Cambodia. A country I knew nothing about. It was never on my bucket list of places to visit. If anything, growing up in America during The Vietnam War made it a country full of frightening associations. I am a timid person, but despite my fears I now not only spend two months a year in Cambodia, but I have written two novels about its people, and have created a nationwide Writing Workshop for its most at-risk children.
It happened by surprise. In 2006, a group of families from my son’s High School were going on a volunteer trip and we decided to join them. We crisscrossed Cambodia’s dirt roads, building houses in poor villages and working with impoverished children. It was supposed to be a learning experience for our teenage son, but I was the one whose life changed.
At the time, I was writing my first novel. This in itself was a crazy and frightening thing to do. I had always dreamed of being a writer, and at age 51 I decided it was now or never.
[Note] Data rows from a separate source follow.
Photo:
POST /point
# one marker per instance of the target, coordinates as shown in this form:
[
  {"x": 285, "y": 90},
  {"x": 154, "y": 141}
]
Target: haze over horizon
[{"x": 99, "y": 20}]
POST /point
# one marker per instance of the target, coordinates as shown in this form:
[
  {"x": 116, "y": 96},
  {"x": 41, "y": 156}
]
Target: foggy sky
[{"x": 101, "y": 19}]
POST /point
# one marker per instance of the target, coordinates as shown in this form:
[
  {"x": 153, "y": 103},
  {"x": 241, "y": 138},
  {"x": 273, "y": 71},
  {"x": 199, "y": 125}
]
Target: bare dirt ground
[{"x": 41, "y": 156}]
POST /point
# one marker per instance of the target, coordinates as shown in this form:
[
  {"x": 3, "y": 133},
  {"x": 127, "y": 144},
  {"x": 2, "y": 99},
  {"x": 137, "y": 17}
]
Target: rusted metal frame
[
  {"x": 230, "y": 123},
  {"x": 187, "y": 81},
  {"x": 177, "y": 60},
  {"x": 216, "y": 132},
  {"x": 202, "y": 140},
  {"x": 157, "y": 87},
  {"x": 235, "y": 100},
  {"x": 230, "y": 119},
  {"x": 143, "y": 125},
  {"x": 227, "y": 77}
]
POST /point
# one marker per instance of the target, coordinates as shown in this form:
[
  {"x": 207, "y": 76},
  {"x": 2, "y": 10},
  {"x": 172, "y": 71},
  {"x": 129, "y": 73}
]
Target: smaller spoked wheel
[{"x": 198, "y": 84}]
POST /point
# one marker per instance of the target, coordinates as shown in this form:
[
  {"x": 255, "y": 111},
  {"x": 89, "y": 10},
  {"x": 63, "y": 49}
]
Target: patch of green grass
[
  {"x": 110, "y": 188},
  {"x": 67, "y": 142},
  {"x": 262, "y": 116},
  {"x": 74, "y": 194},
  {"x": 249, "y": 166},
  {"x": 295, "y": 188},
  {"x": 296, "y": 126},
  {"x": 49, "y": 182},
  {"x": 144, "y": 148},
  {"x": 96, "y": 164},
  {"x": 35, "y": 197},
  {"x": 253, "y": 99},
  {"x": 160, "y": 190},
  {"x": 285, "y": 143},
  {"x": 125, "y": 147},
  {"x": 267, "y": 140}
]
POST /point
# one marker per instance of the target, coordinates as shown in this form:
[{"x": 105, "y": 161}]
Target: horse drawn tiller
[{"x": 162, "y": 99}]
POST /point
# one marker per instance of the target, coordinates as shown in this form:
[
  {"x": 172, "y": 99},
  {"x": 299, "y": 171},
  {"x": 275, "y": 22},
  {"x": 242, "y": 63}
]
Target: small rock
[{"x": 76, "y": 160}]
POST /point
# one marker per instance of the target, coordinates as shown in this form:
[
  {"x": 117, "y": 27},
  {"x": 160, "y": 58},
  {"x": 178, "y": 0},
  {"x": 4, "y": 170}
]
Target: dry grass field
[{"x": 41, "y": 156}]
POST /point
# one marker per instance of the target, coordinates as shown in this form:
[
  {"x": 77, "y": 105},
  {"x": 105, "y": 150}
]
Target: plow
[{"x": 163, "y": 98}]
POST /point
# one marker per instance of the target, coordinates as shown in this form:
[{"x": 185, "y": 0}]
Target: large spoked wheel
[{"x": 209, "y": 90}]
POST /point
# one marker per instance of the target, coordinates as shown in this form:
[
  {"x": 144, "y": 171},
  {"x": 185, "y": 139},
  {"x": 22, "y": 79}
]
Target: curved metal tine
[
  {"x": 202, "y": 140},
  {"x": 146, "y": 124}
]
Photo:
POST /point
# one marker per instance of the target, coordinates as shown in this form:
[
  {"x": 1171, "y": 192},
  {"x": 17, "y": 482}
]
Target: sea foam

Maybe that’s why I was in a somewhat “other-worldly” state during that trip, and so had a special perspective to all I was experiencing. But when my novel was published (sometimes by not realizing you can’t do something, you end up doing it after all), I knew that I wanted to write about what I had seen on that trip. The result was the novel, A Clash of Innocents, and a deepened connection to that country halfway around the world.
Maybe that should have been enough, but once my first Cambodian novel was published, I knew I wanted to bring the fruit of my inspiration back to the people who had inspired me. At the time, I led a series of creative writing workshops for students with learning disabilities, and I believed that same program could work in Cambodia. I understood that English was the language needed to land jobs there, but more than that, I had learned how desperately Khmer children needed to learn to think conceptually. Greater English fluency, an ability to ask and answer the question ‘why’, and a belief that what you have to say is valuable and worth expressing, is a combination which is, I believe, an antidote to poverty.
I heard about an educational shelter in Siem Reap called Anjali House, and I approached the Director with my idea. He said yes, but with one caveat. I couldn’t just go once, connect with these kids and then leave them forever. If I went, then this had to be a commitment. With the support of my now grown children and an incredibly understanding husband, I bought my ticket and flew, all by myself, to the other side of the planet. Was I frightened? You bet. But even more, I was excited.
That first trip led to the next and the next. Now fast forward to today. I have published a second novel about life in today’s Cambodia, Out of the Ruins, and my Writing Workshop has spread to schools and shelters throughout the country. The demand has grown so much that I am creating an organization, Writing Through. I train others to deliver the workshop and, if that isn’t enough, I am looking to expand the program beyond Cambodia, helping the most at-risk children around the world to find their own voices. With them, I am finding my own voice, too, and in the most unlikely of places.